Project

General

Profile

Gpsn01 common tasks

Overview

  • Gpsn01 is a general IF batch submission node servicing
    • a local condor pool (gpwn001-007)
    • an OSG condor pool via glideinWMS 2.5.1 running as uid 'gfactory'

check current condor version

[dbox@gpsn01 ~]$ . /opt/condor/condor.sh
[dbox@gpsn01 ~]$ condor_version
$CondorVersion: 7.4.2 Mar 29 2010 BuildID: 227044 $
$CondorPlatform: X86_64-LINUX_RHEL5 $

find current condor config files

[dbox@gpsn01 ~]$ . /opt/condor/condor.sh
[dbox@gpsn01 ~]$ condor_config_val -config
Configuration source:
        /opt/condor-7.4.2/etc/condor_config
Local configuration source:
        /opt/condor-7.4.2/etc/condor_config.local.worker.node

Stop new submissions without disturbing running jobs

  1. condor_off -peaceful to stop submission of new jobs
         [dbox@gpsn01 ~]$ sudo /opt/condor/sbin/condor_off -peaceful
         
  2. stop glidein factory
  • ssh gfactory@gpsn01 ; cd scripts
    [gfactory@gpsn01 scripts]$ pwd
    /home/gfactory/scripts
    [gfactory@gpsn01 scripts]$ ls
    factory_status.sh         refresh_proxy.sh~    start_glideinWMS.sh
    frontend_status.sh        restart_factory.sh   stop_factory.sh
    glideinWMS_status_all.sh  restart_factory.sh~  stop_glideinWMS.sh
    refresh_proxy2.sh         restart_frontend.sh
    refresh_proxy.sh          setup.sh
    
    [gfactory@gpsn01 scripts]$ ./stop_factory.sh
    Shutting down glideinWMS factory v2_5_1@factory:           [OK]
    

    It is important to make sure there are no cron jobs enabled that will restart the factory if you use this method. Here is a listing of the crontab with relevant entry commented out:

    
    [gfactory@gpsn01 ~]$ crontab -l
    @reboot /home/gfactory/scripts/start_glideinWMS.sh
    #08 0-23/3 * * *  /home/gfactory/scripts/restart_factory.sh
    19 0-23/3 * * *  /home/gfactory/restart_frontend.sh
    0,10,20,30,40,50 * * * * /home/gfactory/monitor_gviz/condor_q
    23 * * * * . /home/gfactory/scripts/refresh_proxy.sh
    */3 * * * * /home/gfactory/monitor/monitor_collectdata.sh
    */5 * * * * /home/gfactory/monitor/monitor_makegraphs.sh
    

Resume Submission

The safest way to do this is to shut down all still running condor/glideinWMS processes and restart them

Shutdown condor/glideinWMS

Shutdown order: glideinWMS, then condor

  • ssh gfactory@gpsn01 ; cd scripts
    [gfactory@gpsn01 scripts]$ pwd
    /home/gfactory/scripts
    [gfactory@gpsn01 scripts]$ ls
    factory_status.sh         refresh_proxy.sh~    start_glideinWMS.sh
    frontend_status.sh        restart_factory.sh   stop_factory.sh
    glideinWMS_status_all.sh  restart_factory.sh~  stop_glideinWMS.sh
    refresh_proxy2.sh         restart_frontend.sh
    refresh_proxy.sh          setup.sh
    
    [gfactory@gpsn01 scripts]$ ./stop_glideinWMS.sh
    (lots of messages)
    
  • ssh (someone on sudo list) gpsn01
    [dbox@gpsn01 ~]$ sudo /etc/init.d/condor stop     
    
  • now restart everything as documented in the section that immediately follows:

Startup condor/glideinWMS

Order is unimportant

  • ssh gfactory@gpsn01 ; cd scripts ; ./start_glideinWMS.sh
  • ssh (someone on sudo list) gpsn01; sudo /etc/init.d/condor start

If the schedd on gpsn01 gets hung

SSS is giving us root on gpsn01 so we can debug schedd problems. If you login as yourself you should be able to type "ksu" and become root.

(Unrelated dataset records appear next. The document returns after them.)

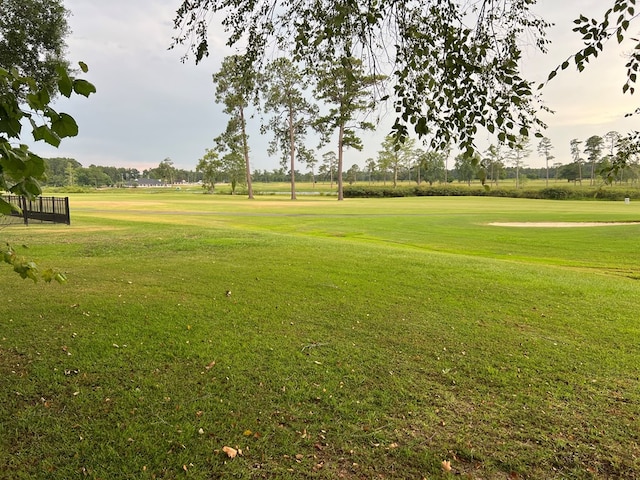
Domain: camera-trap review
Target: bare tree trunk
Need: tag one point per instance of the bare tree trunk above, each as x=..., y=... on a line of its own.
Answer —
x=292, y=150
x=245, y=147
x=340, y=153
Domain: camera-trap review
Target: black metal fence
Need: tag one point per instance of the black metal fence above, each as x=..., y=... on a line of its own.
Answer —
x=40, y=209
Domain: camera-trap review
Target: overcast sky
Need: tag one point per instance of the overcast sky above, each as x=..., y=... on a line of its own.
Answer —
x=149, y=106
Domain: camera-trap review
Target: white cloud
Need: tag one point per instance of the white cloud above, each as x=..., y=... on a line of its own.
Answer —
x=150, y=106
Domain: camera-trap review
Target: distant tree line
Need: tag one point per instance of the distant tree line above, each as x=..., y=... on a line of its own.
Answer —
x=591, y=161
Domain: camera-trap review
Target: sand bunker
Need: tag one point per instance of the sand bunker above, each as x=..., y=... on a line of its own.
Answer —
x=561, y=224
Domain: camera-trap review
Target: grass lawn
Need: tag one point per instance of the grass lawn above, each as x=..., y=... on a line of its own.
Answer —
x=370, y=338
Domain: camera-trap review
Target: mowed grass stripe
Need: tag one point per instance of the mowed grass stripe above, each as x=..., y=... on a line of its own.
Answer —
x=364, y=358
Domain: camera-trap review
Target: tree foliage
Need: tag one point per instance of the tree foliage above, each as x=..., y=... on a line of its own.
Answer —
x=345, y=87
x=292, y=113
x=22, y=98
x=453, y=66
x=235, y=84
x=211, y=168
x=21, y=169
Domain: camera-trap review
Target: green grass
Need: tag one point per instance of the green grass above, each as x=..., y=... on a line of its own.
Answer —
x=361, y=339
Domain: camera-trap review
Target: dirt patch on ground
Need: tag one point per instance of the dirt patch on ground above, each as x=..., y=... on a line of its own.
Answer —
x=561, y=224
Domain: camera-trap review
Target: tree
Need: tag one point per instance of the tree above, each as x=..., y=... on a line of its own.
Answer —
x=432, y=163
x=329, y=161
x=611, y=139
x=517, y=153
x=32, y=40
x=345, y=87
x=494, y=162
x=284, y=92
x=210, y=166
x=352, y=174
x=471, y=49
x=21, y=169
x=235, y=84
x=370, y=165
x=232, y=143
x=544, y=150
x=166, y=171
x=593, y=149
x=574, y=147
x=394, y=154
x=466, y=168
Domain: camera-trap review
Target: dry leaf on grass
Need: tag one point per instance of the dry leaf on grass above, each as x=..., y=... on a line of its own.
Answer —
x=211, y=365
x=231, y=452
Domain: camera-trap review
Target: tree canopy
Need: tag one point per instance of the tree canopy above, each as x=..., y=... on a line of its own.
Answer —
x=453, y=66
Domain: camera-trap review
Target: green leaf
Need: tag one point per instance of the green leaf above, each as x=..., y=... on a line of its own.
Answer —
x=43, y=132
x=64, y=126
x=82, y=87
x=64, y=82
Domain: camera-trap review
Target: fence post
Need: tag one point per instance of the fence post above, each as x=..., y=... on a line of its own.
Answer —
x=25, y=213
x=66, y=211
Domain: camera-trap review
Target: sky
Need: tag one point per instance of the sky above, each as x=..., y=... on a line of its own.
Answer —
x=150, y=106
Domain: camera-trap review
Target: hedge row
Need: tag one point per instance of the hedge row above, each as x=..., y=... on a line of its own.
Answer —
x=550, y=193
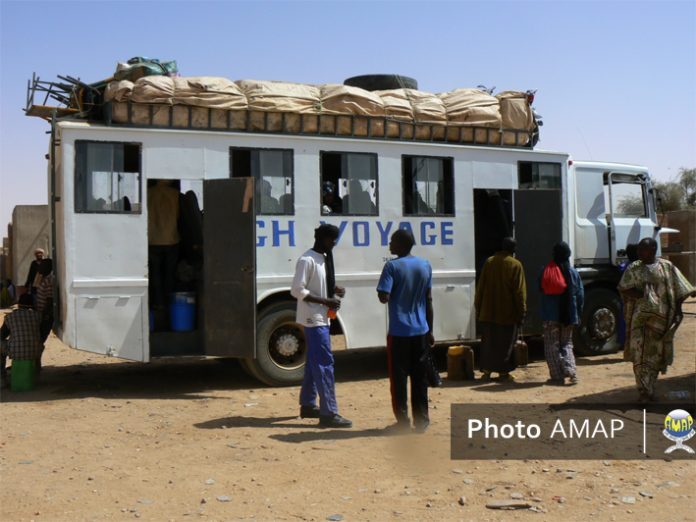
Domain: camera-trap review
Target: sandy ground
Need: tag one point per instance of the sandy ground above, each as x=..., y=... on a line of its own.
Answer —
x=193, y=439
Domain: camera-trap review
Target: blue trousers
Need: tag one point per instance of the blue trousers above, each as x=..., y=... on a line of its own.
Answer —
x=319, y=376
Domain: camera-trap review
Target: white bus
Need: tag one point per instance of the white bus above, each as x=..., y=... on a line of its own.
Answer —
x=261, y=196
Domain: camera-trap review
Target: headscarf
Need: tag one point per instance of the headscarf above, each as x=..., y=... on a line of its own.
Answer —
x=561, y=256
x=328, y=231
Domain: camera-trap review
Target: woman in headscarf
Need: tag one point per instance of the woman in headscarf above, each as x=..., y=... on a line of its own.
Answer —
x=562, y=297
x=653, y=290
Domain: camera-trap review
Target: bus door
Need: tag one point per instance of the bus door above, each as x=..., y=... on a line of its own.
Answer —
x=538, y=223
x=628, y=217
x=229, y=267
x=108, y=257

If the schedd is non-responsive on gpsn01 look at it with ps and see if it's owned by a user:

  • ps -ef | grep condor_schedd | egrep -v 'gfactory|grep'

If it's well it should be running under the user "condor". It's valid for it to change ownership to some other user for milliseconds to write something to a user log file but not long enough to see it constantly. You can tail -f the SchedLog file also and see that it's not making progress. At this point, you can run:

  • strace -f -F -p <pid of schedd found above>

and you should see it hung waiting for a lock. If you're getting ANY lines scrolling by with that command then the schedd isn't stuff and you'll have to figure out what it's busy doing. It may not be possible by looking at this output.

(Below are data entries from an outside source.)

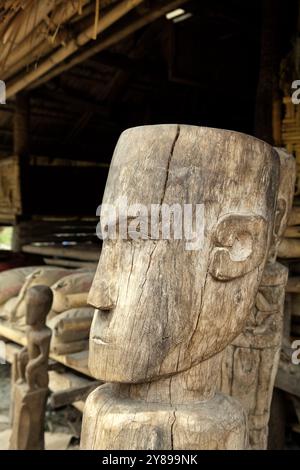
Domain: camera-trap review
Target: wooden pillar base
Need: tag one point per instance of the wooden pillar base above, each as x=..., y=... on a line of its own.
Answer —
x=112, y=422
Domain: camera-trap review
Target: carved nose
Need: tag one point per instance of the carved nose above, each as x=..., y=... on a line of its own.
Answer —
x=104, y=291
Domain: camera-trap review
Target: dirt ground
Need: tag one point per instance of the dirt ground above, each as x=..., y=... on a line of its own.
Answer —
x=62, y=426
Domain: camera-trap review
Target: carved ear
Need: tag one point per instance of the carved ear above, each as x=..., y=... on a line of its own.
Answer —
x=240, y=246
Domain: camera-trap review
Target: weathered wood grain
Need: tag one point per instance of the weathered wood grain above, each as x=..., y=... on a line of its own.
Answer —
x=165, y=314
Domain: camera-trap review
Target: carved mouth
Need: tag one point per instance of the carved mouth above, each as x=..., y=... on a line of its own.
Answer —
x=99, y=341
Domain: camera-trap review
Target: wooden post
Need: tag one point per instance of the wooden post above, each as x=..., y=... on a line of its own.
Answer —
x=21, y=125
x=30, y=389
x=166, y=310
x=269, y=70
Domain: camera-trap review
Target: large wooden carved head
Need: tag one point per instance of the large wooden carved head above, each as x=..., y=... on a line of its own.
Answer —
x=284, y=198
x=165, y=303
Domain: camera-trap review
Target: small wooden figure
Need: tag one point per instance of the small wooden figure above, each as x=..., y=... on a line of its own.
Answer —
x=250, y=364
x=30, y=389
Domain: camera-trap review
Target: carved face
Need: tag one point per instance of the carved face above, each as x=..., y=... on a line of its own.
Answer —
x=160, y=307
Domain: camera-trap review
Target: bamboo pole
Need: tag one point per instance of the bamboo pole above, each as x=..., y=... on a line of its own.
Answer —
x=27, y=19
x=74, y=45
x=36, y=38
x=108, y=42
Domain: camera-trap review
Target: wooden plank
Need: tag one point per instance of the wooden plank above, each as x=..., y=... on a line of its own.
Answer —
x=82, y=253
x=69, y=263
x=71, y=395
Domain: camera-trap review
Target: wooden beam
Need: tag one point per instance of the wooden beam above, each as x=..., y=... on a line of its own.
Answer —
x=83, y=254
x=109, y=41
x=73, y=46
x=269, y=69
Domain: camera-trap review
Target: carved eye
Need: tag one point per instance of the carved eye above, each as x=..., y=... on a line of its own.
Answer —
x=240, y=246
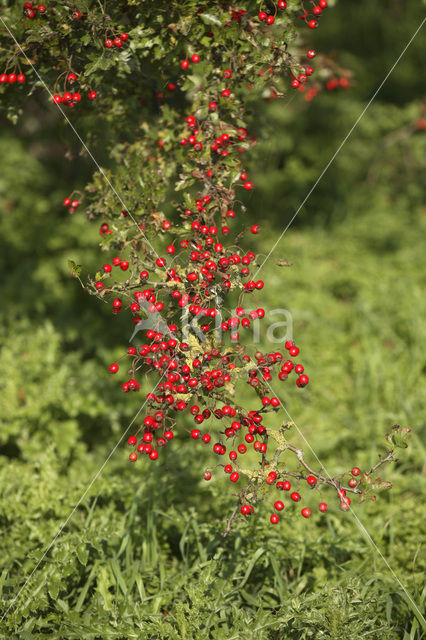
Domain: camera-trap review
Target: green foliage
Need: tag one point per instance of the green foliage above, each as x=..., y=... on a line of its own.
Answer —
x=143, y=556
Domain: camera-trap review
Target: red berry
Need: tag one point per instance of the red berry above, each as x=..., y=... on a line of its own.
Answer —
x=302, y=381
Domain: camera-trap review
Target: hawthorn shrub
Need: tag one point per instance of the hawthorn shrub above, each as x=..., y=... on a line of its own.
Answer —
x=168, y=209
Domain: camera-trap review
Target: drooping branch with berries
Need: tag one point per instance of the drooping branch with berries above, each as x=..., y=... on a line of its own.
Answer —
x=179, y=263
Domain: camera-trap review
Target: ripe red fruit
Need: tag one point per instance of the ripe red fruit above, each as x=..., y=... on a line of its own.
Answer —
x=302, y=381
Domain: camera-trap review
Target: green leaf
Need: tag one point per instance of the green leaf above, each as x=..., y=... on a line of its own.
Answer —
x=208, y=18
x=82, y=553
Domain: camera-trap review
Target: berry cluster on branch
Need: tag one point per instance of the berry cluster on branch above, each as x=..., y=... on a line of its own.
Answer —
x=181, y=262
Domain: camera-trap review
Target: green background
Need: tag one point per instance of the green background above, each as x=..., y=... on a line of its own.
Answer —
x=143, y=556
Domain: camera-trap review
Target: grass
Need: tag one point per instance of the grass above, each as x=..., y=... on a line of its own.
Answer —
x=143, y=556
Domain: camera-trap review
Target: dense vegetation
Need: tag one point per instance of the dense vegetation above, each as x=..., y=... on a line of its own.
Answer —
x=143, y=556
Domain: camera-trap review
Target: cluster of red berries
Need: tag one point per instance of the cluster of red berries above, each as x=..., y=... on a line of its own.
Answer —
x=195, y=58
x=32, y=11
x=221, y=145
x=116, y=41
x=71, y=204
x=317, y=11
x=12, y=78
x=71, y=99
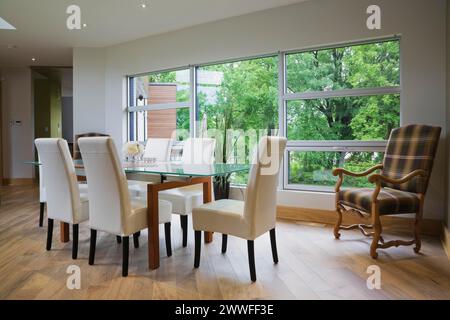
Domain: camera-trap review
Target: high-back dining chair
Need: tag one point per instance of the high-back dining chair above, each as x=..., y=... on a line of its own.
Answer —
x=76, y=148
x=42, y=196
x=250, y=218
x=158, y=149
x=64, y=200
x=195, y=151
x=400, y=188
x=111, y=208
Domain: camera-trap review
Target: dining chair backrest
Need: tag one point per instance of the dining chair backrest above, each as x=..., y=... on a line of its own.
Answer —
x=109, y=200
x=261, y=195
x=198, y=151
x=410, y=148
x=63, y=195
x=158, y=149
x=76, y=148
x=42, y=194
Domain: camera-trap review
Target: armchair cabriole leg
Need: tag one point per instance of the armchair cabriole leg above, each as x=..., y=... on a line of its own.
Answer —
x=75, y=233
x=41, y=214
x=224, y=243
x=184, y=223
x=92, y=245
x=198, y=239
x=49, y=234
x=125, y=249
x=377, y=229
x=251, y=259
x=337, y=226
x=167, y=226
x=417, y=225
x=273, y=243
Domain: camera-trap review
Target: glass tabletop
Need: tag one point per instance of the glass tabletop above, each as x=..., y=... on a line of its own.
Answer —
x=173, y=168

If it's stuck on a lock you can see which file it's trying to lock with:

  • /usr/sbin/lsof -p <pid of schedd found above>

One of the last lines will be some user file. Keep track of that. If it's stuck, at this point you can try a "kill -9" on it and it should exit. The condor_master will start it back up within a minute or so. You can try this a few times and see if it keeps getting stuck on the same user/file. If you can't get it to start then I'd recommend running:

  • su <username of person who owns the file it is getting hung on>
  • mv <filename> <filename>.bak

And then kill -9 the schedd again. This time it won't get hung on that file since it does not exist and hopefully it does not find a new one to get stuck on. I'm not sure what happens to that job with the job.log missing. You should notify the user that you had to do this.

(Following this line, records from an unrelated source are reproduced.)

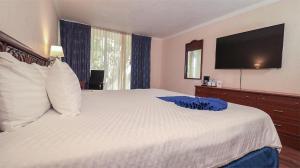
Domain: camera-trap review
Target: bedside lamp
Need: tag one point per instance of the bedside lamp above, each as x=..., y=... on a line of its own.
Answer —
x=56, y=52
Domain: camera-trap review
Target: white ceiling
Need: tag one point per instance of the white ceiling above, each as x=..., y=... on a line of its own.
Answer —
x=156, y=18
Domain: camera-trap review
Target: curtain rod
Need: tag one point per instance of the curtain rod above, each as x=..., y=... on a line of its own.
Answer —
x=116, y=31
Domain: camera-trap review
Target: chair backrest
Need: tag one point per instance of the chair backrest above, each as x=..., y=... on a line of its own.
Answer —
x=97, y=76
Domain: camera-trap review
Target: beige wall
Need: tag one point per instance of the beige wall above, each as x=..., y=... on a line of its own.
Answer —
x=286, y=79
x=33, y=22
x=156, y=62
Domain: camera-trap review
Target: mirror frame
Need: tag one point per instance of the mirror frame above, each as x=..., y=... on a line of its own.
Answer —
x=193, y=45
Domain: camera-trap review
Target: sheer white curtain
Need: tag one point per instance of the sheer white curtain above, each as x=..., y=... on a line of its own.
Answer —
x=111, y=52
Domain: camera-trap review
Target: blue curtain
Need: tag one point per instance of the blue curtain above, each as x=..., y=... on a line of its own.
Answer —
x=140, y=62
x=76, y=43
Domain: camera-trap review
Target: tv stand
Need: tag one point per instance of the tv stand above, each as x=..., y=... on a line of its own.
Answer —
x=284, y=109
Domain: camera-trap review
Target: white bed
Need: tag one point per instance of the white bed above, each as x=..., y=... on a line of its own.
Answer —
x=131, y=129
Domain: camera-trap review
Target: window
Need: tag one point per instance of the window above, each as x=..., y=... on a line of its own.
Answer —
x=111, y=52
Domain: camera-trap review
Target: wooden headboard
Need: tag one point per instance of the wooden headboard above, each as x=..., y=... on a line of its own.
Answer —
x=20, y=51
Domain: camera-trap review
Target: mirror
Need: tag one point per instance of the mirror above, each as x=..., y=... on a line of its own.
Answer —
x=193, y=60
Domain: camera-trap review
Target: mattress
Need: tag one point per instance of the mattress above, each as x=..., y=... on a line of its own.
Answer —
x=134, y=129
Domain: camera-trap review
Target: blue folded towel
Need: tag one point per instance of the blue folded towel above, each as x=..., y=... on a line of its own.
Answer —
x=199, y=103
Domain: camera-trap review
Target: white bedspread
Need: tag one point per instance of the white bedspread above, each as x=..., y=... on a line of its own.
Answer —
x=134, y=129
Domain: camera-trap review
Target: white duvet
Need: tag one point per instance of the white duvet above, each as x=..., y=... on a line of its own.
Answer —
x=134, y=129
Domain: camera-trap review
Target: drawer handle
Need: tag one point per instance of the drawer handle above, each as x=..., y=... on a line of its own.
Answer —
x=277, y=125
x=278, y=111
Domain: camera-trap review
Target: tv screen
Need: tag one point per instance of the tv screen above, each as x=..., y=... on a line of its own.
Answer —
x=256, y=49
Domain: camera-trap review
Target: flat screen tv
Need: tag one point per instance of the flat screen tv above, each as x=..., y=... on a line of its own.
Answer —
x=256, y=49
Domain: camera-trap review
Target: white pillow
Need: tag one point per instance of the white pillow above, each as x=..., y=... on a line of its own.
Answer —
x=23, y=96
x=63, y=89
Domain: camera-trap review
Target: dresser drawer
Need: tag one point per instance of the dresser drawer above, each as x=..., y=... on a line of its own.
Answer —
x=277, y=111
x=292, y=102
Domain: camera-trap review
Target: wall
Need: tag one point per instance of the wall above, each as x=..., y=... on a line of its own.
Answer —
x=156, y=62
x=286, y=79
x=32, y=22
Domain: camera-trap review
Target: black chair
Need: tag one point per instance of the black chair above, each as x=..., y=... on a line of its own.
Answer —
x=96, y=80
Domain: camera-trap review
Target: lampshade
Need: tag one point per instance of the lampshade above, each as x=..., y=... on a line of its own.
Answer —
x=56, y=51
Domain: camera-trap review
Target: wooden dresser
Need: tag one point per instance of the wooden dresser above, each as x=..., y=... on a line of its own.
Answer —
x=283, y=109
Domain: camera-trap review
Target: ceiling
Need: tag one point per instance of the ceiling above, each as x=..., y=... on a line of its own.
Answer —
x=156, y=18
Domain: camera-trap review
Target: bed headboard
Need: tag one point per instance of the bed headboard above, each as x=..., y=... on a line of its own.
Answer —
x=20, y=51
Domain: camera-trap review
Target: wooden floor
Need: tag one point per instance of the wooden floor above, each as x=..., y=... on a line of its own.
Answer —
x=289, y=158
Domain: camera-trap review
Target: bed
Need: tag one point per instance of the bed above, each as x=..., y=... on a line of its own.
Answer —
x=136, y=129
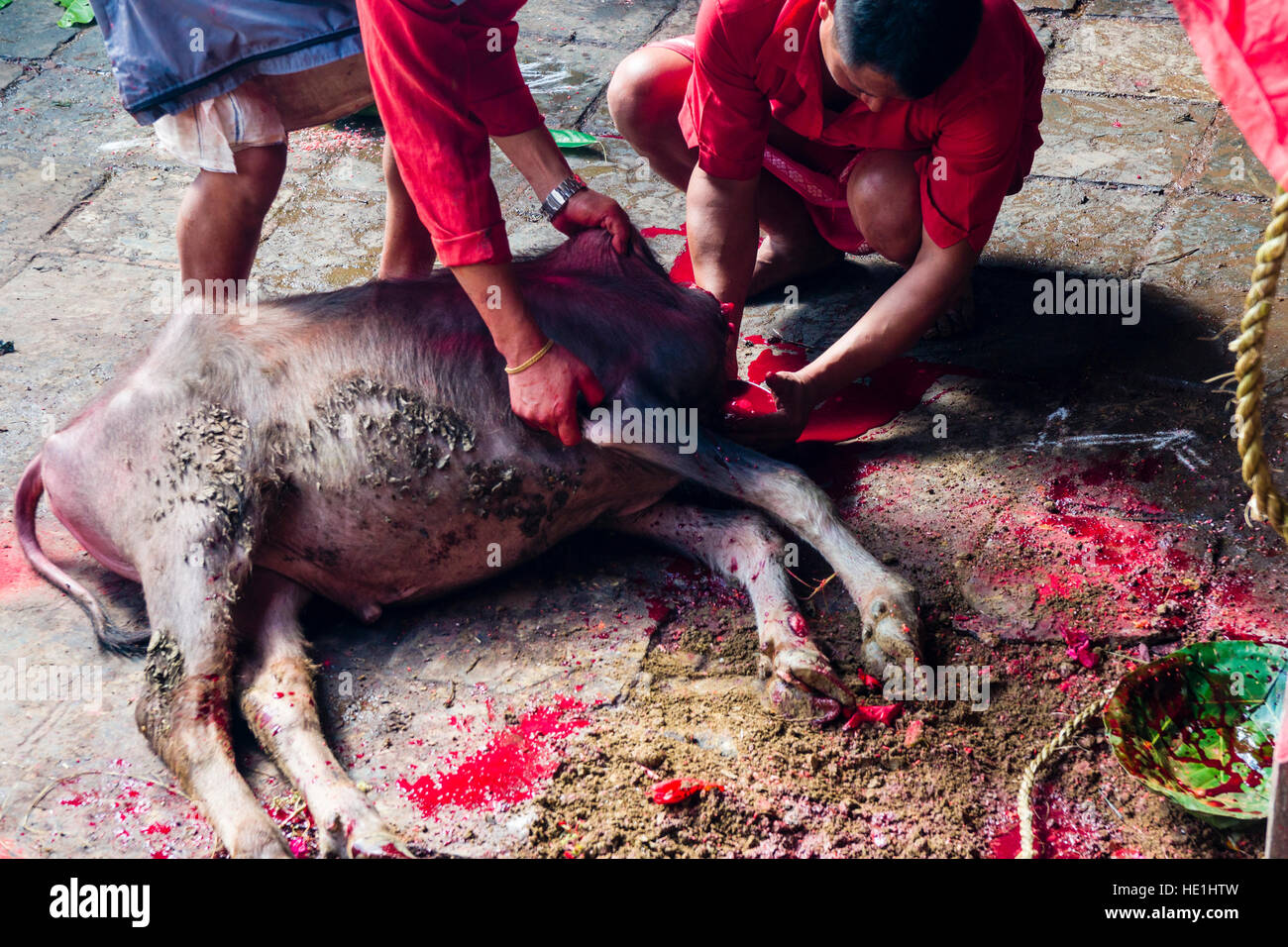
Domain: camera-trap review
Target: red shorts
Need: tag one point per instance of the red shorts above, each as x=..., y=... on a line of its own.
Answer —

Another thing that's very good to figure out what the schedd is busy doing if it's not waiting on a lock is:

  • watch -n 1 'gstack <pid of schedd>'

You'll get a stack trace of the schedd process updated every second. You're watching to see if it's constantly doing the same thing. Maybe it's constantly spending time in authentication code or something. Stare at this for a while and look for trends.